Rhode and Strumpf warn that betting markets remain vulnerable to political manipulation. In 2013, economists Rajiv Sethi and Rothschild, now at Microsoft Research, concluded a single “whale” had bet $4-7 million on Mitt Romney to defeat President Barack Obama in 2012 – fully one-third of all the money bet on the Republican. The scientists conclude the “Romney Whale” could have been hedging against earlier Obama wagers or smelled an upset, but was more likely an attempt to boost Republican voter morale. Amid CFTC investigations, Intrade soon shut down over “financial irregularities.”

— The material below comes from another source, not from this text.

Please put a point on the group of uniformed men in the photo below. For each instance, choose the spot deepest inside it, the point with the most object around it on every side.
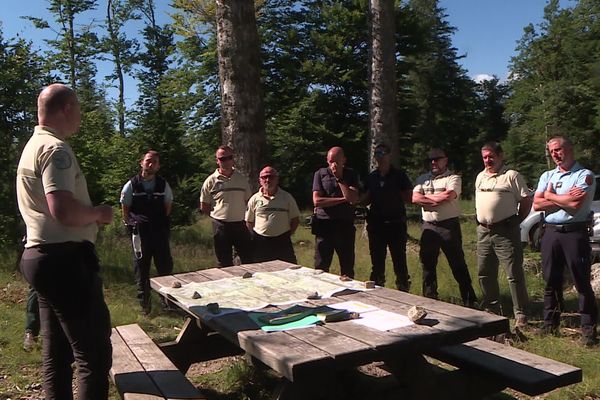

“When you see these offshore lines of US presidential betting and things like that, I really don’t take them all that seriously,” Circa Resort & Casino CEO Derek Stevens told PlayUSA. “They’re limited-action markets, basically small sample size, and I don’t believe it’s really a true market.”
But starting in 2016, those markets got a lot bigger. “Starting with Trump’s initial salvo on the political realm,” SportsBettingDime’s Paruk explained, “the market has grown larger and larger by the year, if not month.”
In 2016, most betting markets did no better than pollsters and pundits – perhaps worse, according to business journalist Josh Barro. OddsShark, on the other hand, found betting markets outperformed polls – but still lost money. In the most infamous example, Irish online sports betting company Paddy Power, for reasons still unclear, paid out Hillary Clinton bets before the election. Paddy wound up taking 4 million pounds in losses – about $4.7 million.
“Wagering on this year’s election is five times higher than 2016,” says Bovada political oddsmaker Pat Morrow, “which was also record-breaking for us.”
A person bet a record 500,000 pounds on Biden (about $650,000) to win at 1.53 through UK-based Betfair. And Betfair, which gives Trump a 34% chance of winning, reports an unusual pattern. Their ten biggest bets have all been on Biden, but they have taken more overall money on Trump – £83 million to £74 million.
“Betfair’s Next President market is now the biggest betting event of any kind in history, including sports,” Betfair reported on October 28th. “Based on current and past trends, the total may well go beyond £400 million” – over a half-billion dollars.